Emotional funeral for British choreographer Lindsay Kemp

The words ‘miraculous’ and ‘wonderful’ are not the first that come to mind when speaking of death. But that’s how actor David Haughton has described the final curtain call of his close friend and collaborator, British choreographer Lindsay Kemp, who mentored artists as diverse as David Bowie and Kate Bush.
Haughton takes solace in the knowledge the flamboyant mime artist, who died suddenly at his home in Livorno, aged 80, did not suffer in his final moments.
“The day he died he was working, dancing in the afternoon, rehearsing, and fortunately he was very happy, very positive,” Haughton, who worked with the multi-talented artist for 45 years, told The Italian Insider. “And he was blessed by this extraordinarily sudden death, which was painless, instantaneous … no disease leading up to it, so that was miraculous, that was wonderful.”
Having had the “good fortune” of an impromptu, abrupt exit, it was up to Haughton to choreograph Kemp’s final farewell.
The celebration of the dancer’s life was staged at Rome’s Cimitero Acattolico – also known as the Protestant Cemetery – where the remains of the English Romantic poets John Keats and Percy Shelley, among others, were laid to rest.

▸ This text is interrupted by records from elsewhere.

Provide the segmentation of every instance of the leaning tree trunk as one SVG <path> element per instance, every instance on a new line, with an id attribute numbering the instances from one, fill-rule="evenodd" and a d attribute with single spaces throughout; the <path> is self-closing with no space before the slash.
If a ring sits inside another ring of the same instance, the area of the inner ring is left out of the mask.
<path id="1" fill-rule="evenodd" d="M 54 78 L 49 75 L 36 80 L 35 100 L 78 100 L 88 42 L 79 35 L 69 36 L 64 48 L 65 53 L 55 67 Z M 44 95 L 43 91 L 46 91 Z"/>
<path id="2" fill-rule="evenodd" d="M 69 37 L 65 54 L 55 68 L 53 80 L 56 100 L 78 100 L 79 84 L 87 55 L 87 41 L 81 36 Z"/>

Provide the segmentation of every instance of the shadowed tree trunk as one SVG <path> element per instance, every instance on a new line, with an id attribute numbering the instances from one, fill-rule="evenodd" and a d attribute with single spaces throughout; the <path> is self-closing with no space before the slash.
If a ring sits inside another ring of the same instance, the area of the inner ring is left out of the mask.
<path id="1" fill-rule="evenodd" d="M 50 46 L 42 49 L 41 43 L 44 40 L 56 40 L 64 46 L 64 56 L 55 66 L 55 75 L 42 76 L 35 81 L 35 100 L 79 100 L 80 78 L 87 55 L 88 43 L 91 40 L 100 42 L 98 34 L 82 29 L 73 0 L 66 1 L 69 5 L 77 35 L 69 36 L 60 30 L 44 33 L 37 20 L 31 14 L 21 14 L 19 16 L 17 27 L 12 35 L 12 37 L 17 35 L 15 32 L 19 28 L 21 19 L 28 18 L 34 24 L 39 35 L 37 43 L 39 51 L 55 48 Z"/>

Poignantly, it is also the final resting place of Kemp’s mother Marie.
“It was he and his mother against the world,” Haughton said of the bond they shared before she died in 1991. It was Kemp’s wish to be buried beside her.
Born in Wirral, Merseyside, in May 1938, Kemp and his mother moved to South Shields in County Durham after his father Norman, a merchant seaman, was lost at sea in 1940.
Kemp’s sister Norma – who had a natural aptitude for tap dance – died of meningitis at the age of five, before he was born. Despite sharing Norma’s innate talent for dance, his mother encouraged him to follow in his father’s footsteps. But he had other plans.
In 1960, he made his London West End debut in the chorus line of the musical ‘Joie de Vivre.’ Soon after he studied the art of mime with French actor and mime artist Marcel Marceau.
Kemp met rock superstar David Bowie in 1966. After a brief affair, they continued to work together, with Kemp helping to shape Bowie’s ‘Ziggy Stardust’ persona.
Kemp’s show ‘Flowers’, which was loosely inspired by Jean Genet's novel ‘Our Lady of the Flowers,’ debuted at the Edinburgh Festival in 1969. By the mid 1970s, its success catapulted him onto the international stage.
It was after seeing ‘Flowers’ at London’s Roundhouse in 1977 that unknown singer-songwriter Kate Bush immediately signed up for lessons with Kemp.
Helping to bring the ‘timid’ and ‘waiflike’ Bush out of her shell, Kemp believed she was another penniless artist and gave her a job in wardrobe.
Bush, who was already signed to record label EMI, “came backstage to help sew sequins on costumes or go out to get coffees,” Haughton recalls.
The following year she shot to number one on the UK charts with her debut single, ‘Wuthering Heights.’
Kemp left England for Spain in 1979 before later settling in Italy.
In a 2016 interview, Kemp said he’d always felt like a foreigner in his home country.
“They didn’t really like arty types in England, certainly not when I was growing up in the 1950s. So I felt a bit of a loner,” he was quoted as telling the Guardian.
“There was just something about my persona that people thought was rather alien.”
According to Haughton, the performance artist felt more at home in Spain and Italy because those countries “don’t have the British embarrassment about showing emotion.”
“In Spain and Italy he was revered and had had just a deep emotional following, and even critics were deeply respectful,” Haughton added.
“He always said ‘I’m a dancer,’ in the same way Bob Dylan said he was a dancer. So he didn’t mean in a literal sense.
“He meant living as though one was living freely, living things to the hilt,” Haughton said, “which he really did, so he didn’t have a big division between his life and his art.”
Lindsay Kemp: Born May 3, 1938. Died: Aug. 24, 2018.